里での買出しを追え博麗神社へと帰る。強化した体で、結界で道を作り最短距離を駆け抜ける。前に空を飛ぶ方法を教わったのだが、結界を使っての移動の方が自分には合っているので俺はこっちを方法で移動をしてる。しばらくすると神社に着く。鳥居の前に下りると食料を置きに台所に向う。

 

 

(とりあえず、明日霖之助にこの数珠を見てもらうか)

 

 

どんな効力があるかも分らないので、数珠は身に付けずに保管用の箱に入れてある。

 

 

(ついでにまた、いろはに何か作ってもらうとしよう)

 

 

いろはの『武器を扱う程度の能力』は扱う武器の質・量がそのままいろはの力になるといっても過言ではない。もちろんいろは自身の強さも重要であるがいろは程の霊力と才能があれば、それはおのずと身に付いてくるだろう。いろは自身のためにも出来るだけいい物をいろはには持っていてもらいたい。

 

 

「……………」

 

 

考え込むひしがきは、台所に近づくにつれていい香りが漂ってくるのに気づく。そういえばもう夕食時かと今になって思い出した。

 

 

(今日は何だろうな……)

 

 

思い出すと急に腹が減ってくる。食料を倉庫に入れると、ひしがきは台所に顔を出した。

 

 

「ただいま」

 

 

台所にいる女性に声をかける。
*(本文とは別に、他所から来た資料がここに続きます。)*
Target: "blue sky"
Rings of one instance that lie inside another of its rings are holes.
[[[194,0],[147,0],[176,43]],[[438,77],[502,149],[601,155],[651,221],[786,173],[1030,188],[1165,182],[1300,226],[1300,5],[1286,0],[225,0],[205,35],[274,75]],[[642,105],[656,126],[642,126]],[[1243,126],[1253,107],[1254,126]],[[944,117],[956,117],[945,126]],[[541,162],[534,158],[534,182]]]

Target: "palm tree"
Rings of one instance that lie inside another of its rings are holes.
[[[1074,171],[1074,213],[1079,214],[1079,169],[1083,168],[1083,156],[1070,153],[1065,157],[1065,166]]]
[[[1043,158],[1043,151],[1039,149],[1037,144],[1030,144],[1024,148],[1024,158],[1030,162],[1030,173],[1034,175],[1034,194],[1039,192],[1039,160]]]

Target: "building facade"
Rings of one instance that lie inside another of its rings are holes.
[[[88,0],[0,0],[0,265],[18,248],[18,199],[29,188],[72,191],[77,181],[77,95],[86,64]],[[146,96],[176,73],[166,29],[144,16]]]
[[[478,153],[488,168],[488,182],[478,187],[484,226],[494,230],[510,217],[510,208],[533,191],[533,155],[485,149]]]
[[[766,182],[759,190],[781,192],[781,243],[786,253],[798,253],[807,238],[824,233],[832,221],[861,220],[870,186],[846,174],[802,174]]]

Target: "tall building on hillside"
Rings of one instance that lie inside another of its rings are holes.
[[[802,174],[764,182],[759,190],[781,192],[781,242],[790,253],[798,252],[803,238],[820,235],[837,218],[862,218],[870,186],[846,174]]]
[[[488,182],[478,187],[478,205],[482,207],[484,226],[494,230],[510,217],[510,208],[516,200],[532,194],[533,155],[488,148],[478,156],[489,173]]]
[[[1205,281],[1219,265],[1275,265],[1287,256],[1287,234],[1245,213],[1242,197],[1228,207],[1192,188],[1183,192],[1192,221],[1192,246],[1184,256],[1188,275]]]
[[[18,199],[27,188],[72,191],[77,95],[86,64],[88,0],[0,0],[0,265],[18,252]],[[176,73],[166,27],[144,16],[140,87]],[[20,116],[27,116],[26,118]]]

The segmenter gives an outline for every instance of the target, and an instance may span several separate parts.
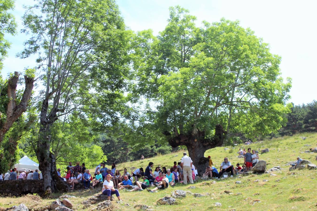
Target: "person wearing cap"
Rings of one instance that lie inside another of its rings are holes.
[[[211,160],[211,157],[210,156],[208,156],[208,159],[209,160],[209,166],[211,167],[214,164],[212,163],[212,160]]]
[[[166,175],[165,174],[163,174],[162,175],[162,176],[163,177],[162,179],[162,181],[159,182],[157,184],[156,184],[156,183],[155,183],[154,184],[155,186],[157,186],[157,187],[154,189],[151,190],[147,188],[146,190],[150,193],[153,193],[159,189],[162,190],[168,188],[168,179],[166,177]]]
[[[171,172],[170,169],[168,169],[166,171],[167,171],[167,174],[166,175],[166,177],[168,179],[168,183],[172,186],[175,184],[175,176]]]
[[[113,182],[111,181],[111,175],[108,174],[106,176],[106,180],[103,182],[102,189],[101,192],[104,195],[108,196],[108,200],[110,200],[110,196],[112,195],[115,194],[119,201],[122,201],[120,197],[120,194],[118,190],[114,189],[113,187]]]
[[[100,173],[100,172],[97,171],[97,174],[95,176],[95,179],[94,181],[93,182],[93,189],[99,183],[102,182],[102,175]]]
[[[144,176],[147,177],[150,183],[152,184],[155,179],[155,176],[152,172],[152,169],[151,168],[153,166],[153,162],[149,163],[149,165],[147,166],[145,169],[145,172],[144,172]]]
[[[123,176],[124,180],[118,184],[118,190],[123,189],[127,189],[128,187],[132,185],[132,182],[129,179],[129,178],[126,175]]]
[[[191,184],[194,184],[194,181],[191,177],[192,174],[191,168],[193,161],[190,157],[187,156],[187,153],[184,152],[183,154],[184,156],[182,158],[180,164],[183,169],[183,175],[184,177],[184,183],[185,185],[187,184],[187,177],[188,176],[189,182]]]
[[[128,191],[136,191],[138,190],[143,190],[144,189],[149,187],[150,186],[150,182],[147,177],[145,176],[143,177],[143,179],[144,180],[144,182],[142,183],[139,181],[137,181],[135,182],[137,185],[133,185],[132,187],[133,189],[132,190],[128,190]]]

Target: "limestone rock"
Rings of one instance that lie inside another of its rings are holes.
[[[254,172],[263,173],[266,170],[266,162],[265,160],[260,160],[252,168]]]
[[[176,200],[171,197],[165,196],[159,199],[156,202],[158,205],[173,205],[176,202]]]
[[[306,164],[309,164],[311,163],[312,162],[309,160],[303,160],[301,161],[301,163],[300,164],[301,165],[306,165]]]
[[[67,199],[64,199],[61,201],[61,202],[68,208],[71,208],[73,207],[73,204]]]
[[[49,208],[51,210],[55,210],[55,208],[58,208],[59,207],[66,207],[66,206],[61,203],[61,201],[59,199],[57,199],[52,202],[51,205],[49,205]]]
[[[141,209],[144,210],[147,210],[148,209],[150,209],[151,207],[150,206],[145,205],[145,204],[137,204],[134,205],[135,208],[139,208]]]
[[[71,196],[70,195],[61,195],[58,198],[60,199],[69,199],[70,198],[76,198],[76,196]]]
[[[307,164],[307,168],[310,170],[312,169],[317,169],[317,166],[315,164]]]
[[[184,198],[186,197],[186,192],[182,190],[176,190],[172,192],[171,196],[174,198]]]
[[[269,150],[268,150],[268,148],[267,148],[265,149],[262,149],[261,151],[261,154],[263,154],[263,153],[266,153],[266,152],[269,152]]]
[[[196,193],[194,194],[194,197],[202,197],[203,196],[205,196],[205,195],[203,195],[202,194],[201,194],[200,193]]]
[[[215,203],[214,204],[214,205],[216,207],[220,207],[222,206],[222,204],[221,204],[221,203],[219,203],[219,202],[215,202]]]
[[[107,200],[104,202],[102,202],[99,203],[97,204],[97,206],[96,207],[95,207],[91,210],[103,210],[112,206],[111,202],[109,200]]]
[[[317,147],[315,147],[314,148],[312,148],[311,149],[310,149],[310,151],[312,152],[313,152],[317,153]]]
[[[29,211],[29,209],[24,204],[20,204],[12,210],[13,211]]]
[[[59,207],[55,208],[54,210],[55,211],[74,211],[71,209],[65,207]]]

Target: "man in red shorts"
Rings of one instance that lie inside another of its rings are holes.
[[[252,154],[251,153],[251,148],[248,149],[248,152],[244,155],[244,164],[247,171],[249,171],[252,169]]]

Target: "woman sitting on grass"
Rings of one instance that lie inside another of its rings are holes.
[[[134,177],[135,182],[139,181],[139,178],[142,176],[142,173],[143,173],[143,168],[140,168],[139,169],[137,169],[134,171],[132,176]]]
[[[155,177],[158,176],[158,174],[160,172],[159,167],[158,166],[155,168],[155,171],[153,171],[153,174],[155,176]]]
[[[106,179],[103,182],[103,187],[102,189],[101,190],[101,192],[104,195],[107,195],[108,196],[108,200],[110,200],[110,196],[115,194],[117,197],[118,197],[118,200],[122,202],[120,198],[120,194],[119,194],[119,191],[118,190],[116,190],[113,187],[113,183],[110,180],[111,179],[111,175],[108,174],[106,177]]]
[[[116,188],[118,184],[120,183],[119,181],[120,178],[121,177],[121,174],[120,173],[119,170],[116,170],[116,173],[114,175],[114,177],[113,178],[113,183],[114,184],[114,187]]]
[[[146,176],[143,178],[144,182],[141,183],[139,181],[137,181],[135,182],[136,185],[133,185],[132,188],[133,189],[131,190],[128,190],[128,191],[136,191],[138,190],[143,190],[143,189],[146,188],[150,186],[150,181],[149,181],[147,177]]]
[[[82,171],[81,171],[81,172],[78,172],[78,176],[77,176],[77,179],[76,180],[73,180],[73,182],[72,183],[72,185],[71,187],[72,187],[72,188],[71,189],[74,189],[74,188],[75,187],[75,184],[78,184],[81,182],[81,181],[82,180],[82,175],[83,174],[84,172]]]
[[[156,183],[154,183],[154,185],[155,186],[157,186],[157,187],[154,189],[152,189],[151,190],[150,190],[149,189],[147,188],[146,190],[150,193],[153,193],[154,192],[156,192],[156,191],[159,189],[162,190],[168,188],[168,178],[166,177],[166,175],[165,174],[162,174],[162,176],[163,177],[162,180],[162,181],[159,182],[157,184]]]
[[[102,175],[100,174],[100,172],[97,171],[97,174],[96,175],[95,179],[93,181],[93,189],[94,187],[98,184],[99,183],[102,182]]]
[[[155,180],[154,180],[154,183],[157,183],[162,181],[162,180],[163,178],[163,177],[162,176],[162,175],[163,174],[163,173],[162,173],[162,171],[159,172],[159,173],[158,173],[158,176],[157,177]]]

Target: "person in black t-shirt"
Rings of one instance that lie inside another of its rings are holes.
[[[153,167],[153,164],[152,162],[149,163],[149,165],[147,166],[147,167],[145,169],[145,172],[144,172],[144,176],[147,177],[147,178],[149,178],[150,184],[153,183],[155,178],[154,174],[152,173],[152,169],[151,169],[151,167]]]

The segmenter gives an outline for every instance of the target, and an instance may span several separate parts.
割烹着を着たその女性は振り向いてひしがきを見る。

 

 

「ああ、おかえり。もうすぐ支度ができるから待っててくれ」

 

 

そういって5年の付き合いになる女性、八雲藍は笑ってひしがきに応えた。

 

 

 





いろはのイメージは剣と兵器の申し子の彼女です。


感想にいくつかいろはが霊夢なんじゃないかと予想がありました。しかし一応念を押しておきますが彼女はオリキャラです。